To the extent one can accept that Murdoch senior and junior might not have full knowledge of how the headlines that sold their newspaper interests were achieved, this seems less likely when it comes to the editors. In terms of both the News Corporation code of ethics (referred to during today's session) and the regulatory codes in the UK, editors have ultimate responsibility for that which they choose to include in their publications and broadcasts. They also have responsiblity for satisfying themselves as to the context and manner in which the information/evidence that has been obtained to stand up the stories is compliant with both regulatory codes and the law. So whichever way one cuts it, a Coulson or a Brooks had ultimate responsibility over the stories they published AND the manner in which the material forming those stories was obtained is relevant to the decision whether to use it. They may claim ignorance but the difference between their ignorance and that of the Murdochs is that the Murdochs have a reasonable explanation and excuse while ignorance on the part of a Coulson or a Brooks is of itself an arguable breach of their duty as editor.
So Murdoch has been humbled, narrowly missed getting a shaving foam pie in his face but has explained why he would not know what reporters and their sources would be doing on a day to day basis. He has - emotionally it would seem - said that he has been let down or betrayed by those he trusted. SO the question is in whom did he place that trust, who was responsible and who can be shown to have known the answers to the questions both Rupert and James Murdoch were unable to answer today and previously.

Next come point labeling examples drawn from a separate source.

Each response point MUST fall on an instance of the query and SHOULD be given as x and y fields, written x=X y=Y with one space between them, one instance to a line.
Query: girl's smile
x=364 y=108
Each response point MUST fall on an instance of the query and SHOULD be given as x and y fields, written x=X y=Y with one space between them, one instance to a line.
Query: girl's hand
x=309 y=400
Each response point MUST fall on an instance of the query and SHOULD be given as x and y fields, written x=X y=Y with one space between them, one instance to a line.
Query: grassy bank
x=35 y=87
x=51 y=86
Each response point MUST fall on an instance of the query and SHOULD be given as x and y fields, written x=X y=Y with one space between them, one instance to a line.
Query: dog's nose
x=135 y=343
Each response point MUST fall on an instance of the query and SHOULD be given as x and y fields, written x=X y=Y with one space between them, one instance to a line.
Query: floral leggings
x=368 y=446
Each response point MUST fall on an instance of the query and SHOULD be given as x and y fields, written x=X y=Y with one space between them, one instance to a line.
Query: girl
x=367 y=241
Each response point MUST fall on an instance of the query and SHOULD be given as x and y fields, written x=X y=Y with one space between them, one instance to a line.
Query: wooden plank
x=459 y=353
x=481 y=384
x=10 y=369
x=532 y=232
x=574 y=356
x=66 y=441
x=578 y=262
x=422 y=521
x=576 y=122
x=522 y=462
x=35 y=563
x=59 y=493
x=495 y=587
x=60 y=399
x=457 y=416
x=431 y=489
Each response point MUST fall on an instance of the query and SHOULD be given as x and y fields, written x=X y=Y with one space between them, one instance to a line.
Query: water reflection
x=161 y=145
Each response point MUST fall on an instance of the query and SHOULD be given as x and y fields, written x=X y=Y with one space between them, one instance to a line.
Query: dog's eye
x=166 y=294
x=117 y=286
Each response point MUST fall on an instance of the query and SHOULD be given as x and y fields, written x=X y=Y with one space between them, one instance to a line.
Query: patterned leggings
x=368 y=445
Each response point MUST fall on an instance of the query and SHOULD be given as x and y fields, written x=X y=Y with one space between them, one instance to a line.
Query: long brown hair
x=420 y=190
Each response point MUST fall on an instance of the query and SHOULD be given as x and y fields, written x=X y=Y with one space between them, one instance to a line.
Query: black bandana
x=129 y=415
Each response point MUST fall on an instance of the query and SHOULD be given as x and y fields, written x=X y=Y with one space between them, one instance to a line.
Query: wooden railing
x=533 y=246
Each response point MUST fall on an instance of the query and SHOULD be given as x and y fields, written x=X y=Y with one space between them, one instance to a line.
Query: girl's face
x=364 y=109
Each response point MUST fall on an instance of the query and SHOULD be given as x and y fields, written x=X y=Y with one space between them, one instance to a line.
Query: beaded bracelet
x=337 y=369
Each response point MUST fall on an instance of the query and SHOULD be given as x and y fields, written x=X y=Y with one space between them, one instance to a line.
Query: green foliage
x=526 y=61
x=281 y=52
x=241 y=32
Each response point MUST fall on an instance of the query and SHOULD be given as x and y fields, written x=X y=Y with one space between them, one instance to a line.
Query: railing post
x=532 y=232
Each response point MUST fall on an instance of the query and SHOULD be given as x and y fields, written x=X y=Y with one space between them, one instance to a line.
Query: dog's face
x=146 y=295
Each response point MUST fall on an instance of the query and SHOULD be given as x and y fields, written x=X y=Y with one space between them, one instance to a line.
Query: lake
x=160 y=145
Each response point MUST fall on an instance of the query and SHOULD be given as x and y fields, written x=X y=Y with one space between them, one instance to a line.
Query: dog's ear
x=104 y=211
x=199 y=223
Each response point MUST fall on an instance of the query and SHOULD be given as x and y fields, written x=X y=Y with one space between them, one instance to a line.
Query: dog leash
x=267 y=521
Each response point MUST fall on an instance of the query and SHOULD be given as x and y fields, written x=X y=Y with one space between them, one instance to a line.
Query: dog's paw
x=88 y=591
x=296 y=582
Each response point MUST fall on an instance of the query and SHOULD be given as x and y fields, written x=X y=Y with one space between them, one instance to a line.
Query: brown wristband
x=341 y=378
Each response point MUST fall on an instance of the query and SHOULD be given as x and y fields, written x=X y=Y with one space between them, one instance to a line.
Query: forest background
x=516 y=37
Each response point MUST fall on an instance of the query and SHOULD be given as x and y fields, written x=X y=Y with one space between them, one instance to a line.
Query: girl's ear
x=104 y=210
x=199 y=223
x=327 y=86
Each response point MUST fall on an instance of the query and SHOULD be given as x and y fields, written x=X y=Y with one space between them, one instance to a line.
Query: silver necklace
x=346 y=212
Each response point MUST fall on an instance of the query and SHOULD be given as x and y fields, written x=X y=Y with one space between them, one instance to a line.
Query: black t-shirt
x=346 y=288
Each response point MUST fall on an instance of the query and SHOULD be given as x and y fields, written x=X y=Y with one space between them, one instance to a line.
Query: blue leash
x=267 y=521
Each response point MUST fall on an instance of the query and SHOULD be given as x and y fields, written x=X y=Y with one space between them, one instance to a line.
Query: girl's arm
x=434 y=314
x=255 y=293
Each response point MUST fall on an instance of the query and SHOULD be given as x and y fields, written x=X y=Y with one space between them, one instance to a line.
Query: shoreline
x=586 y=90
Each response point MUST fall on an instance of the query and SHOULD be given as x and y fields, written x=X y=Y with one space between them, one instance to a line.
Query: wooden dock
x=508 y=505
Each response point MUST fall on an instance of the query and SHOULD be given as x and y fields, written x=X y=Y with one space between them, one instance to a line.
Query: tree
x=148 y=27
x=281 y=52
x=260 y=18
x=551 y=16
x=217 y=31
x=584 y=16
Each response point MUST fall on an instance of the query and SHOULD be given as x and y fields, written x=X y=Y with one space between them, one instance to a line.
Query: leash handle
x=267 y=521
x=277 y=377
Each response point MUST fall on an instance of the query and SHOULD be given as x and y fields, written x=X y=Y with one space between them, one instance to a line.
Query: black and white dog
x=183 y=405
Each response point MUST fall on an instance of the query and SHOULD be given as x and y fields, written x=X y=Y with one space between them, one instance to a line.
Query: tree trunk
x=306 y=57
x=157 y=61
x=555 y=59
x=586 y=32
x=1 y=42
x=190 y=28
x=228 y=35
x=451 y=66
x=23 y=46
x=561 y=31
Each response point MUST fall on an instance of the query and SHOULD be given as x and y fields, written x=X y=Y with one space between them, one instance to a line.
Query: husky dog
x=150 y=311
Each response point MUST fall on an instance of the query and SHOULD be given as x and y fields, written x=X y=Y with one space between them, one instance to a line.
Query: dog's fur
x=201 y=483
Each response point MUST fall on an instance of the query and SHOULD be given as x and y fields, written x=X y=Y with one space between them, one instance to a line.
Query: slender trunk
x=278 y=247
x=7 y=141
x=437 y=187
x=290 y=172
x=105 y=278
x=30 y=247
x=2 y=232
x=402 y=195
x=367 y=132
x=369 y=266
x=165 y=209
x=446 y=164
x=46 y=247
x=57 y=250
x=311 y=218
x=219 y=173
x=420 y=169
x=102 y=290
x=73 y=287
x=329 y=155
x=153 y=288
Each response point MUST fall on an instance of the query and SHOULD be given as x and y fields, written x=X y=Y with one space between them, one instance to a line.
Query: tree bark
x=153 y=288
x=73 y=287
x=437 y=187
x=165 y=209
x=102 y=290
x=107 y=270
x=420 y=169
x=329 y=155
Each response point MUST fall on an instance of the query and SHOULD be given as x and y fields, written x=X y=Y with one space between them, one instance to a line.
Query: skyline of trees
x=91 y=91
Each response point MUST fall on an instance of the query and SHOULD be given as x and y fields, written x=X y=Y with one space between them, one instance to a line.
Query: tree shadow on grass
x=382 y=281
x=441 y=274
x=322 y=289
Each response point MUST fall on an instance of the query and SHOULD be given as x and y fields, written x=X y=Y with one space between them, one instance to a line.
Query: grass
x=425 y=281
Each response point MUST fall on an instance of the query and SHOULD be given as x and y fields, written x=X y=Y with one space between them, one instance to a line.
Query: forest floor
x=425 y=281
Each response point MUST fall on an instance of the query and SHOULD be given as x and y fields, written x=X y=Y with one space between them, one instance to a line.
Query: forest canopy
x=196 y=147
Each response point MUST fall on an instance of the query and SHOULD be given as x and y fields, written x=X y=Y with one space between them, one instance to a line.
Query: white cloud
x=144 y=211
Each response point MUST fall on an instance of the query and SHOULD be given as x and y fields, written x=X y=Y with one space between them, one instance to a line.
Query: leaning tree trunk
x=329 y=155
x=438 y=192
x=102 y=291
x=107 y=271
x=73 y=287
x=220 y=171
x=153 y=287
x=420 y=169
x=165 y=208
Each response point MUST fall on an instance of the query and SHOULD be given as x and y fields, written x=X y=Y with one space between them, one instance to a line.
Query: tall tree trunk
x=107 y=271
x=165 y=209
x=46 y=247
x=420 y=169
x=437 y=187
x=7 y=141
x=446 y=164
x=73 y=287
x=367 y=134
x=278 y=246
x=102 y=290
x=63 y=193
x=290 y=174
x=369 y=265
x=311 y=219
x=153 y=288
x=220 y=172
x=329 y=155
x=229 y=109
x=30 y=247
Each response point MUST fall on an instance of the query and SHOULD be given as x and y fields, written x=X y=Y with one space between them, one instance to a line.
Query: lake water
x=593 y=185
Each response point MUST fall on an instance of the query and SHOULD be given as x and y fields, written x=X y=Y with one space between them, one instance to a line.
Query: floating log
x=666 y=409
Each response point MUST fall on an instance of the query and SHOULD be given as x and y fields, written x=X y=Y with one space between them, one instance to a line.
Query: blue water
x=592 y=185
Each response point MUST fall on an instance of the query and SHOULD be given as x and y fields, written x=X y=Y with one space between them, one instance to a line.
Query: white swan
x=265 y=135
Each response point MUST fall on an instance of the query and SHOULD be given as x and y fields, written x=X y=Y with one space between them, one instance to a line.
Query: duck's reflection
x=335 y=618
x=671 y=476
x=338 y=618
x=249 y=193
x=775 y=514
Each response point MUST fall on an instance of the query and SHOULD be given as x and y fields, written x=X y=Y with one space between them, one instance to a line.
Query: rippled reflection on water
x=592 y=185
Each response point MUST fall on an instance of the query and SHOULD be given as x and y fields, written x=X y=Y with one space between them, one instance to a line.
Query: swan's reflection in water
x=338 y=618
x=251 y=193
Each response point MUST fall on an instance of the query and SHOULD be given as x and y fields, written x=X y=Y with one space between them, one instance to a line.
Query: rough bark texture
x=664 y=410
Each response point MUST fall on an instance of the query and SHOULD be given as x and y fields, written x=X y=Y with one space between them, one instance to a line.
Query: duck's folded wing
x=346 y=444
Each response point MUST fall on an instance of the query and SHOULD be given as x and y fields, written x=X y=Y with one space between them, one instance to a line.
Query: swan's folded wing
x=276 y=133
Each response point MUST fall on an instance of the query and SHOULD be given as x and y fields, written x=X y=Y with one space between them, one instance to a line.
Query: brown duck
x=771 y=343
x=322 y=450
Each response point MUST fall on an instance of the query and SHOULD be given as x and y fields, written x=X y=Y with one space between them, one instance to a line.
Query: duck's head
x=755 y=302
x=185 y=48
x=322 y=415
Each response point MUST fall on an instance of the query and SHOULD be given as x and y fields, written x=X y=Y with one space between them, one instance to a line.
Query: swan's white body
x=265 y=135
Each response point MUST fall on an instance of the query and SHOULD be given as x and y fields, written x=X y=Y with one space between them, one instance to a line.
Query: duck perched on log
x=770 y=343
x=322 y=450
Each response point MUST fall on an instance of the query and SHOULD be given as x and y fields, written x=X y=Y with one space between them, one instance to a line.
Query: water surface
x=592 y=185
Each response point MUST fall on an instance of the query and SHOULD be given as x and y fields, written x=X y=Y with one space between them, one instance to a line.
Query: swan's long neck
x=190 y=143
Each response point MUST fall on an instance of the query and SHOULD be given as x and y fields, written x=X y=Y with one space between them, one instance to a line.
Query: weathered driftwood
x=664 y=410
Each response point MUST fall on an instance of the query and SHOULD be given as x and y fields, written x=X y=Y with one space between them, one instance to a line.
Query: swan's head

The Murdochs might have got dirty and become stained by the hackgate affair but Mediabeak would suggest they will be able to cleanse themselves and their reputation as they distance themselves from the real dirt that must and does lie beneath. The list of casualties will grow but politicians from all parties as well as different levels of police are as complicit in being party to the rot that has seeped through the democratic process. The various parties have lost sight of their duty and place in that process and chased the status, opportunity and power that media coverage and perception can bring. But all of this comes at a price and it is one that needs to be collectively recognised and paid.